问题
I posted a question some days ago and while the solution seems to be working on RStudio in Windows (but takes forever and sometimes spits out no results), I keep getting an error of long vectors not supported when I run the same code with 30 CPUs on a HPC. Any ideas why?

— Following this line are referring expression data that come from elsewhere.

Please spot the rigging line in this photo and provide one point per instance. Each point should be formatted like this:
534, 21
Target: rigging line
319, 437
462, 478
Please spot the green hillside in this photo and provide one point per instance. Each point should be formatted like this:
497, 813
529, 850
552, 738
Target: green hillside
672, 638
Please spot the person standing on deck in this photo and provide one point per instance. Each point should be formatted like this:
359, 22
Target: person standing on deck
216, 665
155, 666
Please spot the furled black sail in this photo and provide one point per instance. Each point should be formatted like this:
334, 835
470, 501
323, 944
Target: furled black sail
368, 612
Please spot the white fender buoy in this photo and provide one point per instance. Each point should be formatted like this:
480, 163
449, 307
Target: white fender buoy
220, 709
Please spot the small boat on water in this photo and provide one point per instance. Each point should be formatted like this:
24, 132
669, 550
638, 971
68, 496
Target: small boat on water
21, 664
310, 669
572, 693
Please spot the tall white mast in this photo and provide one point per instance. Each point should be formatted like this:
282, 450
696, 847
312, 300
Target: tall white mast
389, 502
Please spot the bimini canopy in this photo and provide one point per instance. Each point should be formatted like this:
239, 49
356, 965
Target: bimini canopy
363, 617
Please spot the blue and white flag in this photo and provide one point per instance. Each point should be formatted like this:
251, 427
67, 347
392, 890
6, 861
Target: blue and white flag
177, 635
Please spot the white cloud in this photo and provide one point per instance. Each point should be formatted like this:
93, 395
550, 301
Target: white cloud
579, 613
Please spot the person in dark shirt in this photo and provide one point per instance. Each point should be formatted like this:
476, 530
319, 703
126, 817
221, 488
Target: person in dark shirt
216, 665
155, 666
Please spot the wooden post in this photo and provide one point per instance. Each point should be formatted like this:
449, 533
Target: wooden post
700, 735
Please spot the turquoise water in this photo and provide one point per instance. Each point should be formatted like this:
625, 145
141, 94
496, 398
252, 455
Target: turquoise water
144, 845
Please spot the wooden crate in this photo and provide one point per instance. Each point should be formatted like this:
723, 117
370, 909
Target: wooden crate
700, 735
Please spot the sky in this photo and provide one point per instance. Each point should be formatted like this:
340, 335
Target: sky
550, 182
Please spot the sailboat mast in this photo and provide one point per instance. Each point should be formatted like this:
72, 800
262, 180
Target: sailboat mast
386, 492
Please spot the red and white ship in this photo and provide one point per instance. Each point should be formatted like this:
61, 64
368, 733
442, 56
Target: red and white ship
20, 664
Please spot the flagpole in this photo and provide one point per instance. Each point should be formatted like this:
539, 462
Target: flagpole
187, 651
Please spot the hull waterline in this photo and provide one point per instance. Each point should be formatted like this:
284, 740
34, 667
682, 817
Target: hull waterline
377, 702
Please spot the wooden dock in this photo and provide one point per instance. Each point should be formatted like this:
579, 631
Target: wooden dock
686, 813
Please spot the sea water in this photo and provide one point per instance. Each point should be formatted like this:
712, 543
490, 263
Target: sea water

Here is a sample of the data:
> head(forfuzzy)
# A tibble: 6 x 3
grantee_name grantee_city grantee_state
<chr> <chr> <chr>
1 (ICS)2 MAINE CHAPTER CLEARWATER FL
2 (SUFFOLK COUNTY) VANDERBILT~ CENTERPORT NY
3 1 VOICE TREKKING A FUND OF ~ WESTMINSTER MD
4 10 CAN NEWBERRY FL
5 10 THOUSAND WINDOWS LIVERMORE CA
6 100 BLACK MEN IN CHICAGO INC CHICAGO IL
... 7 - 97000 rows to go
> head(filings)
# A tibble: 6 x 2
grantee_name ein
<chr> <dbl>
1 ICS-2 MAINE CHAPTER 123456
2 SUFFOLK COUNTY VANDERBILT 654321
3 VOICE TREKKING A FUND OF VOICES 789456
4 10 CAN 654987
5 10 THOUSAND MUSKETEERS INC 789123
6 100 BLACK MEN IN HOUSTON INC 987321
rows 7-1200000 omitted for brevity
And the code with error message after 20 or so minutes of runtime:
n=10
lst=split(forfuzzy, cumsum(1:nrow(forfuzzy)-1)%%n==0)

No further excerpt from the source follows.